Synopsis
The running of rivers, the wild geese returning, the bear cubs stepping out, and the peepers singing - this is the arrival of spring in the north country. Join all manner of north country animals as they respond in their own unique ways to the slow vanishing of the cold, dark winter. Reeve Lindbergh's verse captures the empowering voice of spring in language both poetic and precise, while Liz Sivertson's paintings are as spirited and free as the north itself. Together, poet and painter celebrate the wildness and beauty of a season that can never come too soon.
Publishers Weekly
In a fresh rush of rhyming couplets, the voice of spring calls northern creatures to life: "Wiggle out, swim about, says the voice to the trout./ Skim the silvery riverbanks, in and out"; "Strut out, tall moose, from your stand of spruce./ Walk around, feel the ground, let your bones get loose." Lindbergh's (The Midnight Farm) ebullient verse is a triumph song of spring's melting, sensory flush.
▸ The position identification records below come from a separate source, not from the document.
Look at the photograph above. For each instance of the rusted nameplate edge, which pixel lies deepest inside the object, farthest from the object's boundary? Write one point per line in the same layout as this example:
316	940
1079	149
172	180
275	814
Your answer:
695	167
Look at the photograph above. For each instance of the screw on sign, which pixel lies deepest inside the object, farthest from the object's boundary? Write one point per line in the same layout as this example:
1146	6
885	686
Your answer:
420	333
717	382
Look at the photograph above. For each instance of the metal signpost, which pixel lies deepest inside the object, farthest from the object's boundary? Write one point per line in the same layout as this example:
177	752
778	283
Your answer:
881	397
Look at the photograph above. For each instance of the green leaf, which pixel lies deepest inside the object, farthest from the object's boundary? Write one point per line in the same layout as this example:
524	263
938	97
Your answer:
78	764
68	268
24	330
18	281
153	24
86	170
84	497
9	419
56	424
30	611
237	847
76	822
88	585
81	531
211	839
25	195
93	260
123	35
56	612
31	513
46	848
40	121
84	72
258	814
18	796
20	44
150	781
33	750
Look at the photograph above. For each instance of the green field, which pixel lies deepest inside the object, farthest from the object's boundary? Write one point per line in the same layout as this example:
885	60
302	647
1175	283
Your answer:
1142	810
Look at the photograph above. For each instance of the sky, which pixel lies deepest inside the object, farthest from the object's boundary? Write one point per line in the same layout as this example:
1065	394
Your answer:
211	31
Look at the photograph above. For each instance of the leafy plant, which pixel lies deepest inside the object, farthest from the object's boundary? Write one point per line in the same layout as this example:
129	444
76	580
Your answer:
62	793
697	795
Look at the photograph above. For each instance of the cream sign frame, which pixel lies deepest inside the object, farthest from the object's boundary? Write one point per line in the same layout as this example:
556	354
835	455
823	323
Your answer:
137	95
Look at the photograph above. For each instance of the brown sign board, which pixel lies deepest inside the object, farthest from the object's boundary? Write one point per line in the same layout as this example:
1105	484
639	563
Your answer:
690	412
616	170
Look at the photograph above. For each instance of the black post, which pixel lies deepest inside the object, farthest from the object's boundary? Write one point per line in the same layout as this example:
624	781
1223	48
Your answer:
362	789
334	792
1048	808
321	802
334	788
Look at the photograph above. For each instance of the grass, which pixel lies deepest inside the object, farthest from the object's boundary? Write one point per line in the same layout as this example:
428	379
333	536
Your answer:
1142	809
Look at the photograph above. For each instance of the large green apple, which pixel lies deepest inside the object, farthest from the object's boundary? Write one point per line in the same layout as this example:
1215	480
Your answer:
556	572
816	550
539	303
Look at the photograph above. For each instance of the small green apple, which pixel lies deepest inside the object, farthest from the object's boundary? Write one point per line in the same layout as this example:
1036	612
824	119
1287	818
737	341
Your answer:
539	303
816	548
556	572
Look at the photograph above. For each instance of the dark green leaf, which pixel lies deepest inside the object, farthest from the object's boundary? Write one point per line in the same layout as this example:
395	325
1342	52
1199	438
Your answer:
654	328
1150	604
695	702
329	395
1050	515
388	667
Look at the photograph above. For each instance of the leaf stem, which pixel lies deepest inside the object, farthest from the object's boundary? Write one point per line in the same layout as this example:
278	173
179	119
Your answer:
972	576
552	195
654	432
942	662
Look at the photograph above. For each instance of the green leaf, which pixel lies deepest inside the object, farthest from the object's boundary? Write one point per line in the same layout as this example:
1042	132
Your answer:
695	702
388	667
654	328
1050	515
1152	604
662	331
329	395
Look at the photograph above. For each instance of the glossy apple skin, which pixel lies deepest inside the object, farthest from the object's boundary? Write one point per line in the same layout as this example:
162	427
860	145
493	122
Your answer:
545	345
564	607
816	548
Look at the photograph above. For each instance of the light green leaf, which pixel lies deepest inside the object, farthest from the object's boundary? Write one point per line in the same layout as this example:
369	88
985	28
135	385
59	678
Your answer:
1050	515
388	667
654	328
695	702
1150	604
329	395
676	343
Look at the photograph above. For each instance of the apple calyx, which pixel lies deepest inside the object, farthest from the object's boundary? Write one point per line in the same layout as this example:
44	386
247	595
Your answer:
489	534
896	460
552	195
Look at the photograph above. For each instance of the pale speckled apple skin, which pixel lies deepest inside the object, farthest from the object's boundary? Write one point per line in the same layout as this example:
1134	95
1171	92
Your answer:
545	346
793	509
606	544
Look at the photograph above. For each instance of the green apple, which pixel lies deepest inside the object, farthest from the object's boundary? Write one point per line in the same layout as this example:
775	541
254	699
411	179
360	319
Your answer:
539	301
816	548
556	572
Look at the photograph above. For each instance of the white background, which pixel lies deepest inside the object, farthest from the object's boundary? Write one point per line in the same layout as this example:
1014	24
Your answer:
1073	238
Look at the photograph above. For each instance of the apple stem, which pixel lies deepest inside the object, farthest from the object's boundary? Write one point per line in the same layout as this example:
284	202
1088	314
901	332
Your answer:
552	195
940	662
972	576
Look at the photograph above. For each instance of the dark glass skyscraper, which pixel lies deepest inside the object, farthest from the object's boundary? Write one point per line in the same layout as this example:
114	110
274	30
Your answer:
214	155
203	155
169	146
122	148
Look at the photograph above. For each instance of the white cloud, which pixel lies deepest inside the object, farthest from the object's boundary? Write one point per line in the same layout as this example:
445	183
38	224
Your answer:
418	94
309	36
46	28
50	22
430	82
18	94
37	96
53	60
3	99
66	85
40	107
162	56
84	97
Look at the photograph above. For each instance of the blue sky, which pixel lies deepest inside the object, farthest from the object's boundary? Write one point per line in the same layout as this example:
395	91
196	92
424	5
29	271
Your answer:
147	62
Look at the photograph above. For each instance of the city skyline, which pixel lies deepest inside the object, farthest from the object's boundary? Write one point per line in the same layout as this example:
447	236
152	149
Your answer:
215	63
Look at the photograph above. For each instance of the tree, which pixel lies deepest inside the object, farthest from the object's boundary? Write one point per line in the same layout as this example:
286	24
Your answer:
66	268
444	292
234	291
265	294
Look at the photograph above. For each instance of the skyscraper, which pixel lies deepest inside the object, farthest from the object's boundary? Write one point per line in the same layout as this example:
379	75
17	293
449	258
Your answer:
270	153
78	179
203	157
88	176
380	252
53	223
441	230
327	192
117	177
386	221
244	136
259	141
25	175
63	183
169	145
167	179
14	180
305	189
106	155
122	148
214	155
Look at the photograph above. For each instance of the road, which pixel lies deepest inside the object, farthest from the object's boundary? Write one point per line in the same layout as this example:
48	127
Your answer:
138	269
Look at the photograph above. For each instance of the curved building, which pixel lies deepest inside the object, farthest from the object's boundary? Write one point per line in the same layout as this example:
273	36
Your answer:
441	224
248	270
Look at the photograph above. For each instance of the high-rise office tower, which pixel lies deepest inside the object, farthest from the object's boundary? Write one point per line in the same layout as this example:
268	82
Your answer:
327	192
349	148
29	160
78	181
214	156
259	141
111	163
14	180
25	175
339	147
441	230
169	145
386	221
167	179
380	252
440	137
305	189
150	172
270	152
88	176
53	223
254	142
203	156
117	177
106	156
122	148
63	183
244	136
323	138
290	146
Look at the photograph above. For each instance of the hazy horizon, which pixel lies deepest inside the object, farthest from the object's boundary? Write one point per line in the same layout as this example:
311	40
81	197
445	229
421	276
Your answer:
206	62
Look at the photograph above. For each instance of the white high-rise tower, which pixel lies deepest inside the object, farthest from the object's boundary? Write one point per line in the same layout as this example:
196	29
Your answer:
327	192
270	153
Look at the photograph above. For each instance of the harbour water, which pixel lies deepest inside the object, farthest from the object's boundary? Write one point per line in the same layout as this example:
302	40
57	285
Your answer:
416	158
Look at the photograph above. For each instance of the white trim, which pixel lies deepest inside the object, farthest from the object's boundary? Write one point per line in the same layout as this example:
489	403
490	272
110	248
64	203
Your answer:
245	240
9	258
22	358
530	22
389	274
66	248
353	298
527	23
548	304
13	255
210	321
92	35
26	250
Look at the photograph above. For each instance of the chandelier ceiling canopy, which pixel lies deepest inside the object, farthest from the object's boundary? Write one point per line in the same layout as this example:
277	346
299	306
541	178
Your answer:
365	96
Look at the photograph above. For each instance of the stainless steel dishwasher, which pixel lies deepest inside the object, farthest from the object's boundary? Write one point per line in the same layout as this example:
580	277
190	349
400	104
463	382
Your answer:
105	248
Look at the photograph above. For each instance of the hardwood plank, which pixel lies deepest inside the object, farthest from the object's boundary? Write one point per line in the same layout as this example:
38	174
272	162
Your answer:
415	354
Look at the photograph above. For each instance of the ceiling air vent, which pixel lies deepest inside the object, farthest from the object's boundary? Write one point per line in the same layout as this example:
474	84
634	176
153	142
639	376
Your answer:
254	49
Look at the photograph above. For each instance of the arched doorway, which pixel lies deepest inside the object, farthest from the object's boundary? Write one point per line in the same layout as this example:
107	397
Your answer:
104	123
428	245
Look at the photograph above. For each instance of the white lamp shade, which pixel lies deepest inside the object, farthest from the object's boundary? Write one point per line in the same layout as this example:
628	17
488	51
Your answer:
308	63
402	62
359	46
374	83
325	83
And in first-time artist Sivertson's acrylic paintings, readers will float, swoop and exult along with the creatures: she gives the animals playful and unmistakable gestures that suggest by turns long-legged awkwardness, timid grace and soaring power. Her paintings are a sensory feast, setting the animals' often indistinct but expressive forms against backlit evergreens and grasses, or sometimes more abstract, energetically brushed, prismatic backgrounds. A glossary describing 14 animals is included. Ages 4-8. (Apr.)